Les conditions du choix de l’unité d’oeuvre.
L’unité d’oeuvre choisie pour un centre doit pouvoir:
- exprimer par sa mesure monétaire la fourniture de services qu’assure ce centre ce qui suppose que la relation entre l’activité et le coût soit mesurable et faciliter ainsi les transferts de charges;
- permettre le contrôle des rendements et de la productivité, en particulier la détection des écarts entre la productivité réelle et la productivité considérée comme normale ou moyenne.
Elle doit, en outre:
- correspondre à l’activité du centre et aux gammes d’opérations;
- avoir pour tous les intéressés, une signification concrète qui permette de passer des opérations techniques à l’évaluation en francs, et inversement.
Le choix de l’unité d’oeuvre est délicat. Une activité étant définie, il peut exister diverses façons de la mesurer. Que choisir? L’heure ouvrier (heure de travail ouvrier), l’heure machine (heure de travail de la machine), le nombre d’unités usinées, le poids ou le volume des quantités traitées, l’unité d’énergie consommée, le m2 de locaux, etc…

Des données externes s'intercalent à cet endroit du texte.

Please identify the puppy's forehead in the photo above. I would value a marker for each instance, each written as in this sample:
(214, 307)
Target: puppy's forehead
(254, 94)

Sans doute est on conduit quand on organise pour la première fois une comptabilité analytique d’exploitation à définir a priori, compte tenu toutefois des conditions d’exploitation prévisibles, l’unité d’oeuvre correspondant à chaque centre d’activité. Mais le choix définitif doit être effectué à partir d’observations et de contrôles, de manière que ce choix assure la meilleure corrélation possible entre la variation des coûts et la variation en quantité des prestations fournies.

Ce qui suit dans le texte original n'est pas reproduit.